So if scientific opinion is so united on these points why does “the debate” on the science continue to be reported?

Part of the answer is in the nature of the media itself, which likes to present two sides of a story. “Scientists agree” is not such a great headline as “scientists at loggerheads”. This applies equally to spheres of science other than climate change.

There is also an issue that some, including some politicians, simply do not want to hear the evidence, regarding the implications as just too unpalatable (and politically unpopular) to be faced.

Sceptics and evidence

A few words are appropriate on the theme of the “climate change sceptics” who overall fall into three camps.

First, there is a very small group of serious scientists who stress the problems of modelling aerosols and cloud cover. They do not reject the greenhouse model, the observed increases in carbon dioxide or the observed increase in global temperature. The best known is the American climatologist, Richard Lindzen.

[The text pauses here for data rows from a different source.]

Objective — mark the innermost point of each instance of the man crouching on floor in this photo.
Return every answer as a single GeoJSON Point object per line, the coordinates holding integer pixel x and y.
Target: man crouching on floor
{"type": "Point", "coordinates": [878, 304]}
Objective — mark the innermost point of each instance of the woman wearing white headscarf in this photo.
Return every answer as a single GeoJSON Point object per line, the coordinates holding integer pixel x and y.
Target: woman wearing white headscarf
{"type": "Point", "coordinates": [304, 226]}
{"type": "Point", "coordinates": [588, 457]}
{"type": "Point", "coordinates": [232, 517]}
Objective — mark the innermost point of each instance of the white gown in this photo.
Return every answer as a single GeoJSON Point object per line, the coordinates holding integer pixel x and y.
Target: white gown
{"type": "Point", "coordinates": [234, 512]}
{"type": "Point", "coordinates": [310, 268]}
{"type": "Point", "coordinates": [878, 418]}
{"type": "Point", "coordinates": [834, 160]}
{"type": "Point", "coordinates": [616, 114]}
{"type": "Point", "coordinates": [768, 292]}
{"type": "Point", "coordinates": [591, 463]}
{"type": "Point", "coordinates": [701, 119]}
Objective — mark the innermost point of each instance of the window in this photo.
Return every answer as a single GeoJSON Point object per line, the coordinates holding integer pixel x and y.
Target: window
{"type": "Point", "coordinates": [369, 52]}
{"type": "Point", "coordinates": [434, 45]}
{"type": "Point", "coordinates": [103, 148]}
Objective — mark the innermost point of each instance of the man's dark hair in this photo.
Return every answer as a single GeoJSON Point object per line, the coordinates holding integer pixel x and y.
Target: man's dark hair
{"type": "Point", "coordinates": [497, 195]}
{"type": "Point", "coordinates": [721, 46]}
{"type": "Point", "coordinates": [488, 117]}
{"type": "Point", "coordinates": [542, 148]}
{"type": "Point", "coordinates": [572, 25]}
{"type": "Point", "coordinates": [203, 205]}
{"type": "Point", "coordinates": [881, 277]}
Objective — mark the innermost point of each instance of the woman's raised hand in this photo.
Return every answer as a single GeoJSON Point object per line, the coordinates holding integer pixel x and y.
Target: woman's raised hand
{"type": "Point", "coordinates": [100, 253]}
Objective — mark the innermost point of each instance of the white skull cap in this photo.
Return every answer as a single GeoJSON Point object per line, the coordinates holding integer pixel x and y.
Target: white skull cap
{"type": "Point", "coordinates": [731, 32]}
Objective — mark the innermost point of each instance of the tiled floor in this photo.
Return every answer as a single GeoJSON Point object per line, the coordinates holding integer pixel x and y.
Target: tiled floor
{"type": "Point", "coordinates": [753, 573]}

Second, there is another small group of scientists who appear at every meeting but are not seriously regarded. These include a Danish scientist who argues, without any proper evidence, that sea levels are not rising at all; a French scientist who claims from a study of records of tea plantation companies in Tanzania that there has been no temperature increase around Kilimanjaro despite the loss of 85% of its ice cap (which has been dated back to the last ice age) over the past 100 years; and a British scientist who says that global warming is happening but is due to increased solar activity (his model has no basis in measurements).

Third, there is a very vocal group of professional lobbyists. Some have had scientific training, but most have not. They manage to make their voice heard as they are articulate and clearly well-funded. They fall into the same category as lobbyists for the tobacco companies who claim that links between smoking and ill-health are still not proven.

In summary, it is quite clear that the balance of international scientific opinion is enormously in support of the conclusion that climate change is a real and present danger, requiring urgent and committed action. It nonetheless remains a significant issue, in terms of gaining wider political and public consensus on the need for action, that the arguments put forward by the sceptics gain publicity and influence far beyond that which can be justified by the standing of the individuals concerned, by the validity of their arguments, and by the scientific credibility of the evidence that they are able to put forward.